Life in the Temporary: Olive Writers Summer Camp Wraps up Following Successful Edition

The Olive Writers Summer Camp wrapped up following a successful fifth edition, organized in partnership with the Friedrich Naumann Foundation for Freedom, the American Arts Center Casablanca (AAC), and the D66 International.

The Summer Camp took place between July 14 and 20 at the American Arts Center in Casablanca (AAC) and brought together young writers from all over the Kingdom and abroad.

This camp, which spanned over a week, featured several activities at an intensive writing residency in Casablanca free of charge, during which campers attended daily creative writing workshops, in Arabic and English, attended lectures by renowned writers and intellectuals, developed a set of soft skills, explored civic engagement and the publishing industry, and produced a creative project of their own.

This edition was held under the theme “Life in the Temporary: Journeys of the Hearts”, and explored the complex relationship that youth have with their home country and the thought of leaving to pursue a better life elsewhere. 

Many youth regard migration as a means of achieving their dreams and adventures and attaining freedom from the constraints of their present situation.

This year’s theme was an opportunity to delve deeply into the meanings of certain words, such as stability, tranquillity, place, belonging, home, migration, displacement, transition, and waiting, generating wide-ranging conversations, through a rich program with writers and intellectuals from the field.

Through their participation in the Olive Writers Summer Camp, young writers had the opportunity to explore their own sentiments and experiences surrounding migration, as well as those of their peers, and to reflect on the impact of this phenomenon on their communities and society at large.

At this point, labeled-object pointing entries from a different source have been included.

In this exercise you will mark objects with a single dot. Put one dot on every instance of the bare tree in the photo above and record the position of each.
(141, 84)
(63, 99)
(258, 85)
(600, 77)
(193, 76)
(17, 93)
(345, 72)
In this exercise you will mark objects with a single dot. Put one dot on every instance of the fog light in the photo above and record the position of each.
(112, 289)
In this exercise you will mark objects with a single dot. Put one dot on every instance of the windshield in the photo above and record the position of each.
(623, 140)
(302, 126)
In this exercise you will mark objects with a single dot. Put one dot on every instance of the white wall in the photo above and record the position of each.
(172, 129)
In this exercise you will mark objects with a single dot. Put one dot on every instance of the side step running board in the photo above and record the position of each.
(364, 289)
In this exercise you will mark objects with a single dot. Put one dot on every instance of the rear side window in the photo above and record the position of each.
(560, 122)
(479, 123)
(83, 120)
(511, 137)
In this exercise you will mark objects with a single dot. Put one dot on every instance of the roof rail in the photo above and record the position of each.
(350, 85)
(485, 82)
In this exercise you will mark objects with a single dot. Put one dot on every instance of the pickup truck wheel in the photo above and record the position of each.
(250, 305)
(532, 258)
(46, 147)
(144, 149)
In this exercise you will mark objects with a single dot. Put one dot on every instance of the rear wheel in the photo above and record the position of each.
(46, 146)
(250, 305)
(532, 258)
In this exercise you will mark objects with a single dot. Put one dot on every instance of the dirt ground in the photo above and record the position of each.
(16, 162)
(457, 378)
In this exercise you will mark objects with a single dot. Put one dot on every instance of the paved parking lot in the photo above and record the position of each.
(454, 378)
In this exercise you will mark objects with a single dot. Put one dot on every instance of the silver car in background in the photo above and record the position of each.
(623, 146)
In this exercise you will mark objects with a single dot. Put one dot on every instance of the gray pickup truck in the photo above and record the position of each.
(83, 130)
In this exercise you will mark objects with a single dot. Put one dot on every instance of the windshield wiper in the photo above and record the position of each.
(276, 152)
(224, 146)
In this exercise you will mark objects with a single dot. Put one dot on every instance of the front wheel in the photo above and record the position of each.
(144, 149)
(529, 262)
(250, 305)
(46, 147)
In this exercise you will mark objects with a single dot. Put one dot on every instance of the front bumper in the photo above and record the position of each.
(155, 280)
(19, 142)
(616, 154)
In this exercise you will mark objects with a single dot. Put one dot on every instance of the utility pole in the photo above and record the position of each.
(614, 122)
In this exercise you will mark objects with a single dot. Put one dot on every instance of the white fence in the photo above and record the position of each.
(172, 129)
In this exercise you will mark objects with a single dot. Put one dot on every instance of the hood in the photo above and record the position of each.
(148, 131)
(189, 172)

The Camp included several workshops including creative writing, storytelling, cultural management, personal branding, and self-publishing among different other topics. 

In an exclusive interview with Morocco Times TV, Director of the Friedrich Naumann Foundation’s office in Morocco, Sebastian Vagt, explained that his foundation supports the Olive Writers Summer Camp since it promotes young writers, noting that “our foundation’s work is based on the values of tolerance and diversity.”

 

“We believe that writers are very powerful because they express themselves in an artistic and inspirational way which is interesting to an audience,” stated Vagt, adding that these writers “share their own perspectives on life and different things, and they can be a real inspiration and open up minds to diversity and accepting people to be different. ”

In a similar regard, Vagt stressed that Friedrich Naumann Foundation for Freedom operates in several fields, such as politics and non-governmental work, underlining that the Foundation aims to “promote young future leaders if it is in entrepreneurship, in politics, or civil society.”

Vagt also added that participants in the camp are emerging writers, and are a bit away from being autonomous in their writing careers, concluding that “we hope that this camp can gift them the push to gain more self-confidence, more capacities, but also a bit more reputation so they can succeed in the future.”

For her part, Nigerian-Nordic-American Writer and Teacher Faith Adiele expressed her delight in her first participation in such an event in Morocco, adding that “I love to work with young people, particularly kind of diverse groups of folks, to really help them come up with narratives.”

Adiele also noted that this edition’s theme is relevant to her life as a person, a traveler, and a writer, explaining that “this year’s theme, Journeys of the Hearts, is very connected to what I do because I focus on travel memoirs, so it’s all about the physical and psychic journeys we take to create homes that embrace all of us.” 

In addition, Adiele emphasized the importance of reading as a tool to open up to new cultures and values, explore the guidelines of writing, and engage in conversations with the writers’ community. 

“It is so important to empower young people to write their realities, but also to connect them with history through reading,” concluded Adiele. 

The Olive Writers is a literary arts association based in Casablanca, Morocco, and it works to support writers at all levels by offering opportunities for networking, personal and professional development, and mobilizing participants to inspire, teach, and promote social change.

The Olive Writers program aims to hone participants’ skills as creative writers while also putting them in contact with other writers to mentor them, providing wider exposure for their creative work, introducing them to the publishing world, and providing them with access to national and international support networks of fellow young writers.